The last indictment three decades ago was less historic: a federal environmental official under President Ronald Reagan failed to respond to a House subpoena. The official, Rita M. Lavell, who once headed the Super Fund, would be acquitted of contempt, but later convicted of lying to Congress. She was sentenced to six months in prison and a $10,000 fine.
Defendant LaVelle was a member of the Republican administration, while the House of Representatives was in control of the Democrats. The Justice Department has been wary of prosecuting such cases when the White House and the House of Representatives are under the control of opposing political parties.
said Stan Brand, who served as a former House counsel when lawmakers referred the then-head of the Environmental Protection Agency to the US Department of Justice on criminal charges.
Prior to this case, the majority of congressional contempt cases were related to the House Un-American Activities Committee, which was formed in 1938 to investigate individuals and organizations for subversive activities, particularly those related to the Communist Party.
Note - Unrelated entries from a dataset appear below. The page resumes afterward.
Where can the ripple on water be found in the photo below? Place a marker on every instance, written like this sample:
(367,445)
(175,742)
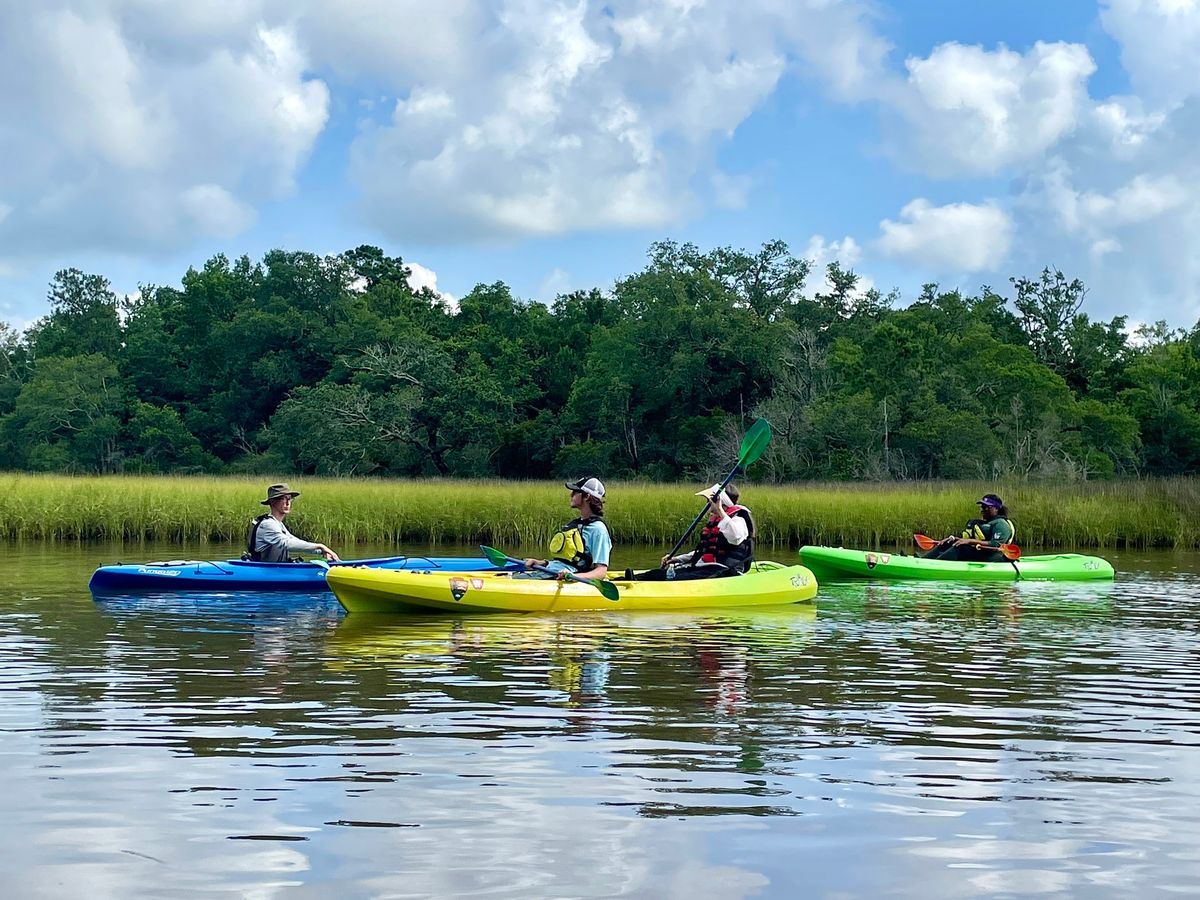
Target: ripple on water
(966,741)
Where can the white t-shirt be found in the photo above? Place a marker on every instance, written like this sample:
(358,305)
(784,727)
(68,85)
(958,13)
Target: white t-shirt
(274,541)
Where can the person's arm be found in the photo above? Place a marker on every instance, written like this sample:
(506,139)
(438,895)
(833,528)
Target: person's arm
(271,533)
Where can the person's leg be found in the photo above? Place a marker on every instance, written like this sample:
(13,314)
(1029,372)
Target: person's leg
(970,553)
(695,573)
(652,575)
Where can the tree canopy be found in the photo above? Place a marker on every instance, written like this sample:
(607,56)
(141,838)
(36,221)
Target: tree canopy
(337,365)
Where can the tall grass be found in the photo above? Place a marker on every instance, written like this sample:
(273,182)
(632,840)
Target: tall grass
(343,513)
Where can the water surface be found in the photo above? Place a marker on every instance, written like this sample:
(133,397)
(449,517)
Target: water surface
(904,741)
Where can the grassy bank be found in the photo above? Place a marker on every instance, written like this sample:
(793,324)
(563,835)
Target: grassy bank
(343,513)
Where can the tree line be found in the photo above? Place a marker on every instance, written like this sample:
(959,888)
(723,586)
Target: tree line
(336,365)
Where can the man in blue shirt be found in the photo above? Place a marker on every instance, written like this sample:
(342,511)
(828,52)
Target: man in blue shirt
(583,545)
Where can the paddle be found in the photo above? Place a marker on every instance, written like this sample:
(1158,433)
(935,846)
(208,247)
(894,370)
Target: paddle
(1011,551)
(606,588)
(753,447)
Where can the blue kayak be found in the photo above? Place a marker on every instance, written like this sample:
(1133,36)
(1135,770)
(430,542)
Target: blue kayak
(243,575)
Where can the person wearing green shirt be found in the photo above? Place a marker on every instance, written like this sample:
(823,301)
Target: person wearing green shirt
(982,537)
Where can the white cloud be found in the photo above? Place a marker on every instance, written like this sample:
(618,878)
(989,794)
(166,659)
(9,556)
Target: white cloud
(955,238)
(557,281)
(976,112)
(561,115)
(731,191)
(142,131)
(420,276)
(845,252)
(1159,46)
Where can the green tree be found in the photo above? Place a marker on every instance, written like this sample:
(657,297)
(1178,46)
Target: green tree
(69,414)
(83,318)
A number of contempt cases were eventually dismissed from HUAC due to procedural failures. But the widely publicized hearings beginning in 1947 that focused on the film industry led to prison sentences for several screenwriters and directors, the so-called Hollywood Ten. They refused to answer questions about their political activities or identify like-minded colleagues and were imprisoned for up to a year in addition to being blacklisted by the industry.
At present, Democrats control the White House and the White House as lawmakers investigate the worst attack on the US Capitol in two centuries, which occurred as Republican Trump in the White House called for protests.
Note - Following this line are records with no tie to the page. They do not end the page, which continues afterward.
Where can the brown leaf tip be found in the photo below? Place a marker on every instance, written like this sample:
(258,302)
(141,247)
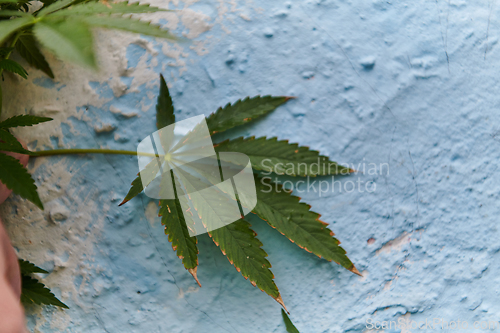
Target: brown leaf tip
(193,272)
(355,270)
(280,301)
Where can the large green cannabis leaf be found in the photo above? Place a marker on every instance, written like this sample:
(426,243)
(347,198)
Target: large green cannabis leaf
(33,291)
(279,208)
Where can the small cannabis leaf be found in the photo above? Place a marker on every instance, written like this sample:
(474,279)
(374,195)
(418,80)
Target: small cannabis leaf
(13,67)
(8,27)
(290,328)
(283,158)
(28,267)
(33,291)
(164,108)
(17,178)
(28,49)
(68,39)
(242,112)
(23,121)
(94,8)
(65,28)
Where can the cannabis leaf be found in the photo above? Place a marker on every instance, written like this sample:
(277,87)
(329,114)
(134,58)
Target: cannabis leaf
(67,39)
(13,67)
(127,24)
(22,121)
(8,27)
(28,49)
(243,250)
(17,178)
(164,117)
(34,292)
(280,209)
(282,157)
(28,268)
(54,6)
(242,112)
(175,227)
(290,328)
(4,51)
(12,172)
(94,8)
(164,108)
(303,227)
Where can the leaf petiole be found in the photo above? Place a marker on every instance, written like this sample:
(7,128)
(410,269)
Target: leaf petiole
(54,152)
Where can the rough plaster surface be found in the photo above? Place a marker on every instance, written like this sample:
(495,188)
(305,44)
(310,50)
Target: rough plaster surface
(412,84)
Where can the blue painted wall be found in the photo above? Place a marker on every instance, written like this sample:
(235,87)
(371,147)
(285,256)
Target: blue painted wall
(412,85)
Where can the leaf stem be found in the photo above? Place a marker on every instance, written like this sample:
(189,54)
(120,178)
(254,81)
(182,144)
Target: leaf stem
(54,152)
(14,41)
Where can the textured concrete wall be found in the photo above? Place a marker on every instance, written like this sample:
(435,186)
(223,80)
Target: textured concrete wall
(413,84)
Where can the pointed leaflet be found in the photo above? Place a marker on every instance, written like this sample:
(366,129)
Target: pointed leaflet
(28,268)
(68,39)
(8,27)
(294,219)
(12,13)
(164,107)
(164,117)
(54,6)
(23,120)
(242,112)
(243,250)
(127,24)
(92,8)
(34,292)
(28,49)
(290,328)
(13,67)
(15,148)
(4,51)
(282,157)
(175,227)
(17,178)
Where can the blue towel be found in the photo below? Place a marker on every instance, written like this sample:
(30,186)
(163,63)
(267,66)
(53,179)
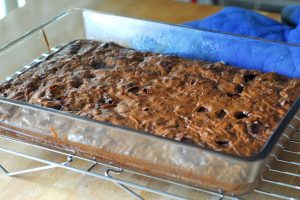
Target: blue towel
(265,57)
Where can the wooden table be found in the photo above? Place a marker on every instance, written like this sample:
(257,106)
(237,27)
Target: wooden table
(61,184)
But even with the current unique circumstances, the prosecution of these charges relies on a law that has not produced a conviction in decades and can take years to litigation.
“Historically, if you look at the record of these kinds of cases in the 1950s, 1960s and into the late 1940s, a lot of them were dismissed by the courts due to technical shortcomings,” Brand said.
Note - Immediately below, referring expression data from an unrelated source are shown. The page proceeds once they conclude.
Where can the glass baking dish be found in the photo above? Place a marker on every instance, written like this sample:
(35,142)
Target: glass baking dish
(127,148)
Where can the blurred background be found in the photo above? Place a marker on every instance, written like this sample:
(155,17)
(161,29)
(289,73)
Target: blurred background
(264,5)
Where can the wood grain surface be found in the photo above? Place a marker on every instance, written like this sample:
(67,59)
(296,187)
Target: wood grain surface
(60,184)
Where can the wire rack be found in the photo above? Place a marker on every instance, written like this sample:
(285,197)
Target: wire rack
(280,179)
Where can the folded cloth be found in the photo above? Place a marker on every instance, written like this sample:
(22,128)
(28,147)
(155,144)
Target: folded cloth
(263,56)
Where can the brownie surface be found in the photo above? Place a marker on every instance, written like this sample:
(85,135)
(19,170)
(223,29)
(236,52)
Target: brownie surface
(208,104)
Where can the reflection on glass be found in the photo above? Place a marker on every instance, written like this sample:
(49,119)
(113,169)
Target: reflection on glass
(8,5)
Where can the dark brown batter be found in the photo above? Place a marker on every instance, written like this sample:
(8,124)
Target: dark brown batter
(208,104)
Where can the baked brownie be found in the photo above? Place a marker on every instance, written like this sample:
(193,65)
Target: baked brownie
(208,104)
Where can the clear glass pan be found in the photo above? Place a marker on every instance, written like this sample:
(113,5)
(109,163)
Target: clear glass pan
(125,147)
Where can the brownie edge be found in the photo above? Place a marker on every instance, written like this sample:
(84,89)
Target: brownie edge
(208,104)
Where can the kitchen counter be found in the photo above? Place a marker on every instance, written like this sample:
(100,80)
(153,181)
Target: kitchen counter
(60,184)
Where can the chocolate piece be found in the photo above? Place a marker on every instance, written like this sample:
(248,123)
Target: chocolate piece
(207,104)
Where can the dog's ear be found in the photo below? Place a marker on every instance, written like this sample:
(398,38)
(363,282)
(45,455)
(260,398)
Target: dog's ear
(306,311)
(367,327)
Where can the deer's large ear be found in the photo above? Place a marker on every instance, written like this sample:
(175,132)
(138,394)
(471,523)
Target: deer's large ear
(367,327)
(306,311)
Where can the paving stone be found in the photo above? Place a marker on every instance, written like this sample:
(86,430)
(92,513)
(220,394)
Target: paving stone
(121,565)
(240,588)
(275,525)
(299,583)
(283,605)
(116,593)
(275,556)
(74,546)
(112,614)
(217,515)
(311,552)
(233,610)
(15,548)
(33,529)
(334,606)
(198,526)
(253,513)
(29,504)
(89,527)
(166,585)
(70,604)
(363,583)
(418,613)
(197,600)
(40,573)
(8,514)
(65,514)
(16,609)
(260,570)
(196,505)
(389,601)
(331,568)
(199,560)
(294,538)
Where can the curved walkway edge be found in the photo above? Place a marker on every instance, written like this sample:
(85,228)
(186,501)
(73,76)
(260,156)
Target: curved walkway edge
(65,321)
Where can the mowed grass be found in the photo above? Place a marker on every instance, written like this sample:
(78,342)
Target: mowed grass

“It’s not that these cases are complicated, but that they are difficult cases to investigate,” he added.
When Brand was a House counsel in 1982, a subcommittee of then-EPA chief Ann Gorsuch Burford, mother of current Supreme Court Justice Neil Gorsuch, convened in contempt for her refusal, at the direction of then-President Reagan, to hand over documents subpoenaed about the efforts Her agency to enforce a law requiring the cleaning of hazardous waste dumps. The Justice Department refused to pursue the charges and filed a lawsuit to prevent further action on the contempt referral.
The Obama administration declined to prosecute then-Attorney General Eric Holder and former IRS official Louis Lerner after referrals of contempt from the Republican-led House of Representatives. The Department of Justice under George W. Bush refused to indict Harriet Myers after the former White House attorney defied a subpoena in a Democratic investigation into the mass firings of US attorneys general.
In all, the House of Representatives has brought five criminal contempt cases and three civil contempt cases against executive branch officials since 2008. In each case of criminal contempt, the executive has refused to forward the charges to a grand jury.
The hurdles to previous commissions, Brand said, is that the Department of Justice has historically not prosecuted the executives the president has ordered to lift executive privilege.
That’s not necessarily the case with Bannon, he said, where courts have to determine the limits of executive privilege and whether implied presidential power protects the ability of former White House aides and the president’s outside allies.
Bannon, 67, was indicted Friday on two counts of criminal contempt — one for refusing to appear before Congress and one for refusing to submit documents in response to a subpoena from the committee.
The indictment came before a second awaiting witness, as Mark Meadows, the former White House chief of staff, defied his subpoena from the committee on Friday, and as Trump escalated his legal battles to withhold documents and testimony about the insurgency.
Bannon did not petition during Monday’s hearing and was released without bail. He is due to return to court on Thursday.
Associated Press writers Marie Claire Galonic, Michael Balsamo, and Eric Tucker contributed to this report.